トンネルの事前地山分類と支保工実績(その2)

  トンネルの地山分類要素は岩石の硬さ(一軸圧縮強度),地山弾性波速度,岩質,不連続面(層理面,節理,シーム,断層など)の状態や間隔,ボーリングコアの状態などである.
これらの要素のうち弾性波速度はトンネル全線にわたってデータが得られるために地山分類の主要な要素となっている.

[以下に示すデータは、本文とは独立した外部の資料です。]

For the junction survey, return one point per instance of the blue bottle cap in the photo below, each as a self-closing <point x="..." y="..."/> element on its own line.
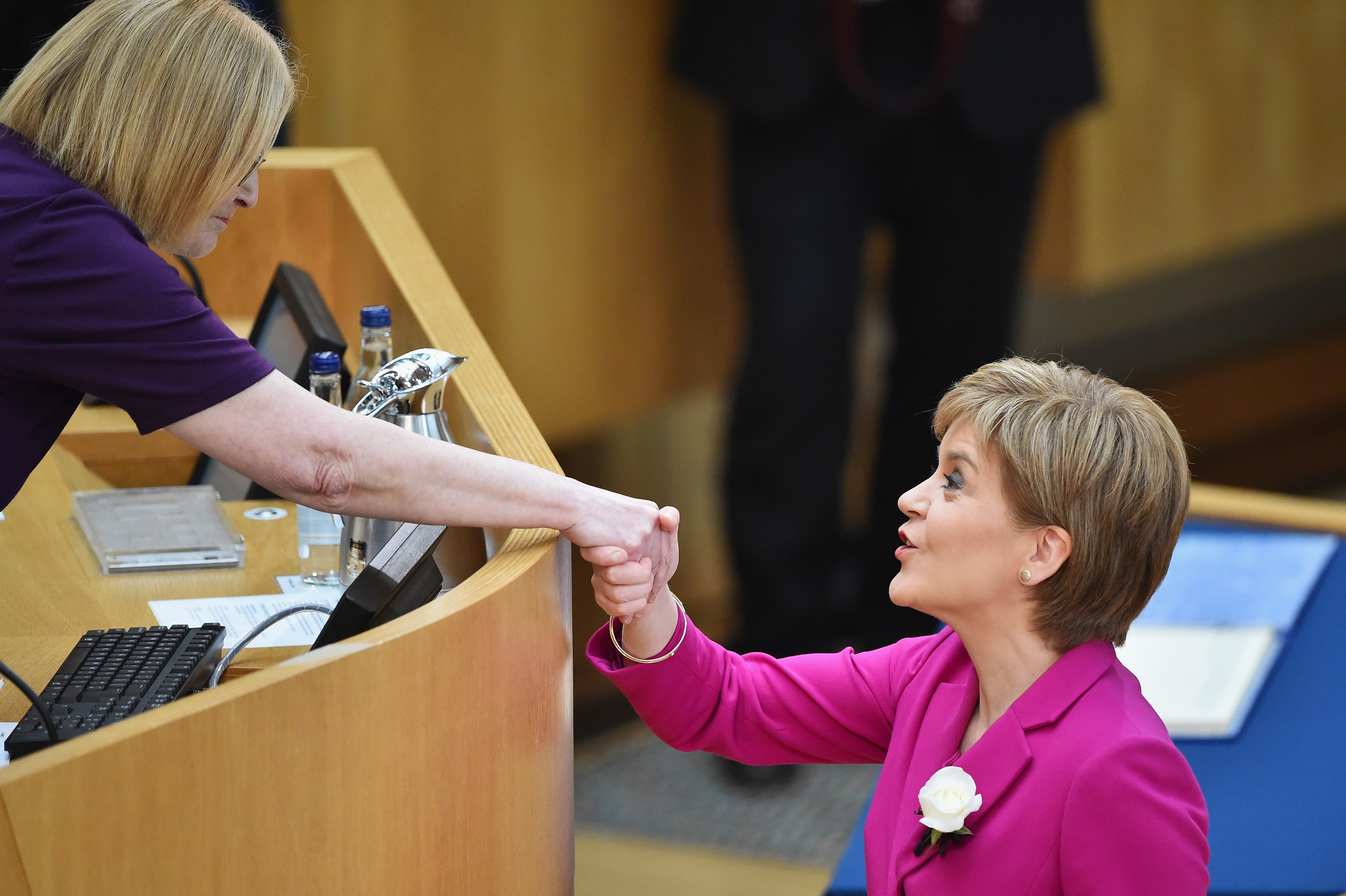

 弾性波速度は岩盤のヤング率(縦弾性係数)に左右されるとされている.弾性係数は鉱物組成,固結度,亀裂状況,空隙率,風化・変質・含水状態,封圧(周圧:自荷重圧)などの要因によって大きく変化するといわれている(例えば,伊藤ほか,1998,3p).また,水で飽和した地層では岩石供試体の超音波速度と間隙率に左右されるとされている.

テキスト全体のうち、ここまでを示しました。